Se hace un pausa en el diálogo que Víctor aprovecha para llenar de nuevo los vasos. Entonces añade:

—Ha estado usted sublevando a los mineros de don Reinaldo.

—¿Y?

—Que parece usted tenerle cierta tirria.

—No es nada personal. No es el único con el que me he enemistado por aquí. Mire, Víctor, el Heraldo me envió para escribir una serie de artículos sobre Asturias. ¿Por qué cree que ésta es la zona de España donde más están enraizando las ideas de Carlos Marx?

—Por las condiciones en que viven sus trabajadores.

—Exacto. Y no sólo me he movido por las minas, he escrito sobre la salubridad de las infraviviendas en que viven los trabajadores, sobre las condiciones que imponen los grandes terratenientes a sus arrendatarios y sobre lo dura que es la vida de los pescadores, ¿comprende? La mía es tan sólo la obligación del notario de la actualidad, del escribiente que refleja lo que sucede para que quede constancia de ello y para que personas de Madrid, de Barcelona o Valencia sepan cómo se vive aquí.

—Y organizar el embrión del partido socialista en Asturias.

—No le negaré que aquí los compañeros ya están bastante bien organizados, pero mire, le comentaré algunos detalles de mi próximo artículo. ¿Sabe usted cuánto ganan los picadores en la mina de ese explotador de don Reinaldo?

—Pues no.

—Cinco pesetas. ¿Y las mujeres? Uno cincuenta. ¿Y los niños, los guajes, como les llaman aquí, que deberían estar en la escuela? Uno veinticinco. Todos ellos viven en unas viviendas que alquila el patrón y que están a dos o tres kilómetros de la mina, infraviviendas. La habitación de cuatro departamentos les cuesta nada menos que diecisiete cincuenta, y el jabón, que es imprescindible para quitarse la mugre de la mina, está a cero ochenta el kilogramo. ¡Y necesitan mucho!
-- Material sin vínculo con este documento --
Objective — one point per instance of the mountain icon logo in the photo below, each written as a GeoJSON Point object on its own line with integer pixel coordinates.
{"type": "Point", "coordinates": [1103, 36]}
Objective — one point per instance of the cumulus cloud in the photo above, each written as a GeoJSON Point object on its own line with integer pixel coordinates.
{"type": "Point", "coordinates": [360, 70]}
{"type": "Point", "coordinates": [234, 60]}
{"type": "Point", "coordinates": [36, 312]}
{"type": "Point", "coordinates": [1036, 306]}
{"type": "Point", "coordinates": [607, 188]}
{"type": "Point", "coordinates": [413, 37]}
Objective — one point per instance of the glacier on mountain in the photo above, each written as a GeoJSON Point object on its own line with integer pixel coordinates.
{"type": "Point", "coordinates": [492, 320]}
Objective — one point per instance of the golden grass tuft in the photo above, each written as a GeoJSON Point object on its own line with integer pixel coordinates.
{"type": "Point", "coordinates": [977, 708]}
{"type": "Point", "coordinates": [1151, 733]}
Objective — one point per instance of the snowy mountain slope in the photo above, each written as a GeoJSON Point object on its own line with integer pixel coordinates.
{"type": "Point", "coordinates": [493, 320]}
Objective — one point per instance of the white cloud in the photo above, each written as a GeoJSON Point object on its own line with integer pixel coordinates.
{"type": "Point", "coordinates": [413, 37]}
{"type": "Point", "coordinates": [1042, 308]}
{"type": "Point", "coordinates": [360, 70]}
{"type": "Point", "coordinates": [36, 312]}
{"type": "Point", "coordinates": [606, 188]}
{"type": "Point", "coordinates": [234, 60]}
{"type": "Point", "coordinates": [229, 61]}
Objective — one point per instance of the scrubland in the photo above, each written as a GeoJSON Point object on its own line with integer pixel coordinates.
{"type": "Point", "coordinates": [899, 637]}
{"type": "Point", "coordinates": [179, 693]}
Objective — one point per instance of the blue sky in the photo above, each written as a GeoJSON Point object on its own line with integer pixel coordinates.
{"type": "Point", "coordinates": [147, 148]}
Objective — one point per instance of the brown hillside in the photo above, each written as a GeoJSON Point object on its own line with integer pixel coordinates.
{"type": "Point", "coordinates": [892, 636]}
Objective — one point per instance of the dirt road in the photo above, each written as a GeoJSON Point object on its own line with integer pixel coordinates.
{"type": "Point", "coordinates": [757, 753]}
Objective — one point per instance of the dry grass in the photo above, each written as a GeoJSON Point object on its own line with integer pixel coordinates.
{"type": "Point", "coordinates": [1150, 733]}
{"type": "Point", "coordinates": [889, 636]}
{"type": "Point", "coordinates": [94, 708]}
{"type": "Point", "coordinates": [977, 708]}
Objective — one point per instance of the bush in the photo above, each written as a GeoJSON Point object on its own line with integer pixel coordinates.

Los productos alimenticios, que han de comprarse por fuerza en el colmado del patrono, son carísimos y hay un desequilibrio entre el jornal percibido y el coste de la vida que empuja a los mineros a la miseria. ¿Sabe cuántos días laborables tienen al año si quitamos las fiestas religiosas?

—No, no lo sé.

—Doscientos ochenta y cinco. He hecho todos los cálculos. Digamos que una familia integrada por un varón, una mujer y un niño, trabajando los tres en la mina, ganarían al año unas dos mil cuarenta y seis pesetas. ¿Y sabe cuánto importan los gastos?

—Usted dirá.

—¡Dos mil trescientas ochenta y siete pesetas!

Víctor no se puede contener y exclama:

—¡Miserables! Acaban el año debiendo dinero al patrón.

—¿Ve? Y no he tenido en cuenta otros gastos como ropa, calzado (muchos niños van descalzos), el carbón o la luz. O sea que trabajando en un oficio espeluznante, horrible, y que algún día el ser humano habrá de abolir, cada familia acaba el año con un déficit de…

—Unas quinientas pesetas —sentencia Víctor.

—En efecto. ¿Y todavía cree usted que soy demasiado radical? ¿Acaso no es eso esclavitud encubierta? ¿Qué digo encubierta? ¡Esclavitud! Sé que se dice por ahí que he venido a agitar, pero no es así, créame, sólo quiero que esto se sepa en Madrid.

Víctor se queda en silencio y vuelve a servir dos copas más de orujo. Necesita un trago. Decididamente, a veces no le gusta el país en el que vive. Vicente Hernández Gil, un buen tipo, toma de nuevo la palabra:

—Pasado mañana me han invitado a visitar una mina, por dentro; voy a escribir un artículo al respecto. ¿Querría usted venir?

—Por supuesto —contesta rotundo el detective.